Quantifying bias due to allele misclassification in case-control studies of haplotypes
Article first published online: 7 JUL 2006
© 2006 Wiley-Liss, Inc.
Volume 30, Issue 7, pages 590–601, November 2006
How to Cite
Govindarajulu, U. S., Spiegelman, D., Miller, K. L. and Kraft, P. (2006), Quantifying bias due to allele misclassification in case-control studies of haplotypes. Genet. Epidemiol., 30: 590–601. doi: 10.1002/gepi.20170
- Issue published online: 24 OCT 2006
- Article first published online: 7 JUL 2006
- National Institutes of Health. Grant Number: U54 CA100971
- odds ratio;
- genotyping error
Objectives Genotyping errors can induce biases in frequency estimates for haplotypes of single nucleotide polymorphisms (SNPs). Here, we considered the impact of SNP allele misclassification on haplotype odds ratio estimates from case-control studies of unrelated individuals.
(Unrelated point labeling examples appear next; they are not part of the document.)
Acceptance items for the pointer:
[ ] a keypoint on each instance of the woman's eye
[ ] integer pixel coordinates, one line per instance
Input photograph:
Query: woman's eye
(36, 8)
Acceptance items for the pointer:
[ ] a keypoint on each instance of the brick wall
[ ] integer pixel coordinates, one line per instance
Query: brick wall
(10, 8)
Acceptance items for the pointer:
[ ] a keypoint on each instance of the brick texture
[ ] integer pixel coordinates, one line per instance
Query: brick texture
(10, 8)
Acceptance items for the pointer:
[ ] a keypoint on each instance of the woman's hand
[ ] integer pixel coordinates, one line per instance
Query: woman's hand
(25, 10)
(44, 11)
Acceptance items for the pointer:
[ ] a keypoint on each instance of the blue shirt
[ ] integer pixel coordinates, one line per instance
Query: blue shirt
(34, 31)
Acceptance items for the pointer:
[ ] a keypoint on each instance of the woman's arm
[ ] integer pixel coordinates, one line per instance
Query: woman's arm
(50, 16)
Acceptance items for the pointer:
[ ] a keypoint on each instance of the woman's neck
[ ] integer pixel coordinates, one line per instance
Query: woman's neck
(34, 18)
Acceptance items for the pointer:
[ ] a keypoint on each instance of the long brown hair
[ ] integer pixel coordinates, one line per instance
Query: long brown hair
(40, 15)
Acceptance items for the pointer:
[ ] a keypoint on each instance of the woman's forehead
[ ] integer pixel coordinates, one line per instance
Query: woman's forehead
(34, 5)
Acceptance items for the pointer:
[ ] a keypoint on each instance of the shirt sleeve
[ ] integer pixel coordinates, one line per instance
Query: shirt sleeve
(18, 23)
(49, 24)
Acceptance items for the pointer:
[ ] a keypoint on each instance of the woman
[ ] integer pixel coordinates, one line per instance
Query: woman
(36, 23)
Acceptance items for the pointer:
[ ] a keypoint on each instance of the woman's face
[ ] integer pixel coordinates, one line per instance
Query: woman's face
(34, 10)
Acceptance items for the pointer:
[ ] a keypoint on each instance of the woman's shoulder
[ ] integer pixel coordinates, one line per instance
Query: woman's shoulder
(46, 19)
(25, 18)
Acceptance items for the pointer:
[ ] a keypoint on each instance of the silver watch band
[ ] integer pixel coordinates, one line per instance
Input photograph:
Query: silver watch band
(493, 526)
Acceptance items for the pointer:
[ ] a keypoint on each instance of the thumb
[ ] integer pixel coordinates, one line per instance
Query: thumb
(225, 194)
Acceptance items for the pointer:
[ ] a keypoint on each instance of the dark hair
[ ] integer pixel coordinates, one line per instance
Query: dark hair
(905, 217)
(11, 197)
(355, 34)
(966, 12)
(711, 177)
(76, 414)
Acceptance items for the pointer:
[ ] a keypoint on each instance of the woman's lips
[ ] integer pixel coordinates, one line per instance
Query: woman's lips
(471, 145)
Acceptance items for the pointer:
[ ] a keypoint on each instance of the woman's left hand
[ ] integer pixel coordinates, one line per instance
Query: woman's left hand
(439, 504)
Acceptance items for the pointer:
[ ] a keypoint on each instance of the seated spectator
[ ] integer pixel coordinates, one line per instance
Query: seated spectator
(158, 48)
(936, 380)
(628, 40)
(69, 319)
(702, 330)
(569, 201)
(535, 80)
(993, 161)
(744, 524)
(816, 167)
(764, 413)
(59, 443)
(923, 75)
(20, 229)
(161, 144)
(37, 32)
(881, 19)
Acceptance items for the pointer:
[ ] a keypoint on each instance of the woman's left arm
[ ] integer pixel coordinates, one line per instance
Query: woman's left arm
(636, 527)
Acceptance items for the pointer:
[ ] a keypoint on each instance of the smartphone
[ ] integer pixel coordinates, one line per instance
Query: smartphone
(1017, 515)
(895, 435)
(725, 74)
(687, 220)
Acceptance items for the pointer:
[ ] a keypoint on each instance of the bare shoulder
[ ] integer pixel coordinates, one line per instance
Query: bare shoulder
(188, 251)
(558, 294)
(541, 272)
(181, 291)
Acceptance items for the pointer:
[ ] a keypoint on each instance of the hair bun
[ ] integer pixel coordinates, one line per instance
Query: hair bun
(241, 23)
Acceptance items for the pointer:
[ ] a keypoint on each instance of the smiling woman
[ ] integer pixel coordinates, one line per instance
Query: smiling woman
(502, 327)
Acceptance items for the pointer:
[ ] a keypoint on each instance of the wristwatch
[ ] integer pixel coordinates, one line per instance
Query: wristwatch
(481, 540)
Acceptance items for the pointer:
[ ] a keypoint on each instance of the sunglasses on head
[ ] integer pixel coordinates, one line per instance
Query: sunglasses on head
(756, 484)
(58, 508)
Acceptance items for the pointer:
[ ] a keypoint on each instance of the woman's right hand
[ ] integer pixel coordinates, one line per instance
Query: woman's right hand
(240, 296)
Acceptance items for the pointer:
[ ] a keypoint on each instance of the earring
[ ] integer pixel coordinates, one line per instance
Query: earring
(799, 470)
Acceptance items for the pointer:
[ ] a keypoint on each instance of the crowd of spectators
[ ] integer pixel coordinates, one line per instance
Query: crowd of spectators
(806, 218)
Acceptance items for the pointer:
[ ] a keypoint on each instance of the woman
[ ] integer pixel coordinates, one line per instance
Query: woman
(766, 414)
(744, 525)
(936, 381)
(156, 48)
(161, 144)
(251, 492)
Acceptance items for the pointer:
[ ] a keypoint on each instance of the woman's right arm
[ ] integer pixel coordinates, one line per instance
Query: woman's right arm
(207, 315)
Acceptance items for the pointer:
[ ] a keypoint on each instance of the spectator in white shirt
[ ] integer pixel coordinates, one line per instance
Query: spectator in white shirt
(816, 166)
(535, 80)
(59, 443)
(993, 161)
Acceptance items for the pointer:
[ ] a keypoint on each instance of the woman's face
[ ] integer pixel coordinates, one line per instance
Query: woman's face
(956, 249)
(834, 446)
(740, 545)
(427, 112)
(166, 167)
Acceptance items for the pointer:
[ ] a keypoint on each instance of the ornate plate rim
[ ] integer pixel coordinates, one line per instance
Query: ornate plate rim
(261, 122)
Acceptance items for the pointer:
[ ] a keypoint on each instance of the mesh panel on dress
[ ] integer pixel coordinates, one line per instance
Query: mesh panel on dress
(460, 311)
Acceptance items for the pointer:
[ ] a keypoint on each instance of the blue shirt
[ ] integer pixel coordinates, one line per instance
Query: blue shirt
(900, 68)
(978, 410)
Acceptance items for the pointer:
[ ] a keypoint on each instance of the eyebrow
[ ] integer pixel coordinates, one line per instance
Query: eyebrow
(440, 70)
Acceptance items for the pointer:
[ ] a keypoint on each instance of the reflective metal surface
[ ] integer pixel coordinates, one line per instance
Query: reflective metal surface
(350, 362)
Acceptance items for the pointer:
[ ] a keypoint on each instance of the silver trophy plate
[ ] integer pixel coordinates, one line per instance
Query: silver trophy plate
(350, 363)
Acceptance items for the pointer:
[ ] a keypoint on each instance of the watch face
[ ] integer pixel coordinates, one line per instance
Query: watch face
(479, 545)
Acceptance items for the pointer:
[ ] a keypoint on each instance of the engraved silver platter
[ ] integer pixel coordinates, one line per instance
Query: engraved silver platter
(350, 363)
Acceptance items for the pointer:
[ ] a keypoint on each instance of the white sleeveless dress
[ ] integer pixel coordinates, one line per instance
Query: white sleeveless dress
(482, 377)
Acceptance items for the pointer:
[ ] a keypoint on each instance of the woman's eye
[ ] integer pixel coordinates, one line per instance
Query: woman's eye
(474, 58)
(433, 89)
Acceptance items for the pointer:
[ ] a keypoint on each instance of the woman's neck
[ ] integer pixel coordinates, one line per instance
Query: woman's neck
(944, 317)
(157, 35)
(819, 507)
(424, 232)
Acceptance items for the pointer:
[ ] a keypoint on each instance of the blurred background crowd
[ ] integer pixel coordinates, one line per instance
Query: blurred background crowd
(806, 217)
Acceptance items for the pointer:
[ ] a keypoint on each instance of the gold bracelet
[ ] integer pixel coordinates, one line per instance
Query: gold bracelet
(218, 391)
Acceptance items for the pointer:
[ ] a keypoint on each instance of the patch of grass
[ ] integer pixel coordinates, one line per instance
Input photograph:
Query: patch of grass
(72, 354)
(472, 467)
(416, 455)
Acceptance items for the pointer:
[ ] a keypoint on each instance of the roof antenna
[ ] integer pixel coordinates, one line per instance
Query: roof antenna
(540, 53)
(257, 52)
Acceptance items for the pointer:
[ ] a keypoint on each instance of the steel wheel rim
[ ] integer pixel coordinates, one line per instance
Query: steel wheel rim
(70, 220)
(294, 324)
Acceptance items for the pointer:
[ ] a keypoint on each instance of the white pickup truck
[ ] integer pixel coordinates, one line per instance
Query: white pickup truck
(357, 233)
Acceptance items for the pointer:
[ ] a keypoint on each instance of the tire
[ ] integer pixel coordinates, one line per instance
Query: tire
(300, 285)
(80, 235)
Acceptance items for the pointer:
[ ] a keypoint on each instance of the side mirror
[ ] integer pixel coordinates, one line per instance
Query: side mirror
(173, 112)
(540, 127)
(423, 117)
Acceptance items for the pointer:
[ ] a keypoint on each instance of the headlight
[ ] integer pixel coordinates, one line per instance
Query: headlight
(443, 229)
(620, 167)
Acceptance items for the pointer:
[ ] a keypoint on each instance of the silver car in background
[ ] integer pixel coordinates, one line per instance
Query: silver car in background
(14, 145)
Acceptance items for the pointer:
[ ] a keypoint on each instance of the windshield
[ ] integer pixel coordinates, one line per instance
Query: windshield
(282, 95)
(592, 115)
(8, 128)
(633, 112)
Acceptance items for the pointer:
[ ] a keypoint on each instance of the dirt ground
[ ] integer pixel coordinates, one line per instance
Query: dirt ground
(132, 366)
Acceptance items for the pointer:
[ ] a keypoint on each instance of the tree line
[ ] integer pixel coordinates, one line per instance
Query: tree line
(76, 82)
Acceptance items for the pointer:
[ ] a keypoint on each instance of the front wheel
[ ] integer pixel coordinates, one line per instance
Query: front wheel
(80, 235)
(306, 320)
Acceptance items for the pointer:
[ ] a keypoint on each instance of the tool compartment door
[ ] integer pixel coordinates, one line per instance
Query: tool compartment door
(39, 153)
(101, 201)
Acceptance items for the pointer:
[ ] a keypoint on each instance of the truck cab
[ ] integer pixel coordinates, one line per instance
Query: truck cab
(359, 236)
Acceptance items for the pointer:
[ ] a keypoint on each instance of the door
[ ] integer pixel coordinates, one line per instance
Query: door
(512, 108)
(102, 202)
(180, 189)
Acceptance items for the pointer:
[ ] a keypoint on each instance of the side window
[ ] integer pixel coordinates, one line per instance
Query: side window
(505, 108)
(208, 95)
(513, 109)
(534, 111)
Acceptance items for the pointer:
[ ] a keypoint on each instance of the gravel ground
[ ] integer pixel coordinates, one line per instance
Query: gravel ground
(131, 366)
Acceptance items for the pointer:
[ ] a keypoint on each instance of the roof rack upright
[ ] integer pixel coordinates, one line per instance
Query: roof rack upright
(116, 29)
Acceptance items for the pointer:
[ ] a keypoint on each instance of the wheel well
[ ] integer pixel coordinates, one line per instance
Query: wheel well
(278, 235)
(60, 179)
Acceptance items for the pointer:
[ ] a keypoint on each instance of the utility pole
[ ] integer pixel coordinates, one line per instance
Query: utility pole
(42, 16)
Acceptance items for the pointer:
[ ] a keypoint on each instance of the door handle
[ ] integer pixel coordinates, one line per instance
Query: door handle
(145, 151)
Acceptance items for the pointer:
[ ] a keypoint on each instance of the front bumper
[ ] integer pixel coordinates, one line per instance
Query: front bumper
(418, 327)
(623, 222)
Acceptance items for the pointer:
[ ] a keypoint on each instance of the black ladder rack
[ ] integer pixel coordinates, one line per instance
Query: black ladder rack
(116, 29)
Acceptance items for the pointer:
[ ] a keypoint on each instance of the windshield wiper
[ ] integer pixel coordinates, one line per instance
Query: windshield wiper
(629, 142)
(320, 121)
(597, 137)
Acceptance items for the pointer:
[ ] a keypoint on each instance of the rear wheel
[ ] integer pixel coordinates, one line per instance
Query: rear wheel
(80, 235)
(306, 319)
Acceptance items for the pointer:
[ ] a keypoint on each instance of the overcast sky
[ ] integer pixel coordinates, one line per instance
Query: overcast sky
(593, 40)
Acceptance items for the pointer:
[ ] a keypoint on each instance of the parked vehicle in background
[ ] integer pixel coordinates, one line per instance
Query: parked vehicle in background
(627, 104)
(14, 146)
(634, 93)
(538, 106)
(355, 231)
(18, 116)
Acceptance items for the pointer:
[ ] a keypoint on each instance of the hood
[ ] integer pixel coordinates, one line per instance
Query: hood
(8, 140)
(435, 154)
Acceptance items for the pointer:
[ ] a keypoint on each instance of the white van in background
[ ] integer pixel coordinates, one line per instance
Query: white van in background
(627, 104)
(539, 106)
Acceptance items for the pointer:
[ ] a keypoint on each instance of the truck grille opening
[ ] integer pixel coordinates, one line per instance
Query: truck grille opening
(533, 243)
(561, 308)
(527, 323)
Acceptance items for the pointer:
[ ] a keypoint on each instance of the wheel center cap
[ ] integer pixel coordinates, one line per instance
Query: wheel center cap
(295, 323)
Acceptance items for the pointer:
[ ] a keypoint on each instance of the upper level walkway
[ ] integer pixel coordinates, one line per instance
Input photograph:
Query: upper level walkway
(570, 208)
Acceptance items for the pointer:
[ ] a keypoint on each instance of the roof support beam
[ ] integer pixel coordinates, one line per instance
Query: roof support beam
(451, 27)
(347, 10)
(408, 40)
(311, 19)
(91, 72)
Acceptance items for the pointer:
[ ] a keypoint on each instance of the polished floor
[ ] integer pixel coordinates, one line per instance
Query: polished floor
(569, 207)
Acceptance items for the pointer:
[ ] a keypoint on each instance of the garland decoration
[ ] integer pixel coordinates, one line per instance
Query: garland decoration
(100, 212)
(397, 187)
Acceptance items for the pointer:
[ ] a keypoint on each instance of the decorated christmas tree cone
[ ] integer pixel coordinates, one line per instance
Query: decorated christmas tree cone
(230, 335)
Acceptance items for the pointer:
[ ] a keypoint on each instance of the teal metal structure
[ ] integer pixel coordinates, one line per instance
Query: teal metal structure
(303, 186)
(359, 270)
Methods We calculated bias analytically, using the haplotype counts expected in cases and controls under genotype misclassification. We evaluated the bias due to allele misclassification across a range of haplotype distributions using empirical haplotype frequencies within blocks of limited haplotype diversity. We also considered simple two- and three-locus haplotype distributions to understand the impact of haplotype frequency and number of SNPs on misclassification bias.
Results We found that for common haplotypes (>5% frequency), realistic genotyping error rates (0.1–1% chance of miscalling an allele), and moderate relative risks (2–4), the bias was always towards the null and increases in magnitude with increasing error rate, increasing odds ratio. For common haplotypes, bias generally increased with increasing haplotype frequency, while for rare haplotypes, bias generally increased with decreasing frequency. When the chance of miscalling an allele is 0.5%, the median bias in haplotype-specific odds ratios for common haplotypes was generally small (<4% on the log odds ratio scale), but the bias for some individual haplotypes was larger (10–20%). Bias towards the null leads to a loss in power; the relative efficiency using a test statistic based upon misclassified haplotype data compared to a test based on the unobserved true haplotypes ranged from roughly 60% to 80%, and worsened with increasing haplotype frequency.
Conclusions The cumulative effect of small allele-calling errors across multiple loci can induce noticeable bias and reduce power in realistic scenarios. This has implications for the design of candidate gene association studies that utilize multi-marker haplotypes. Genet. Epidemiol. 2006. © 2006 Wiley-Liss, Inc.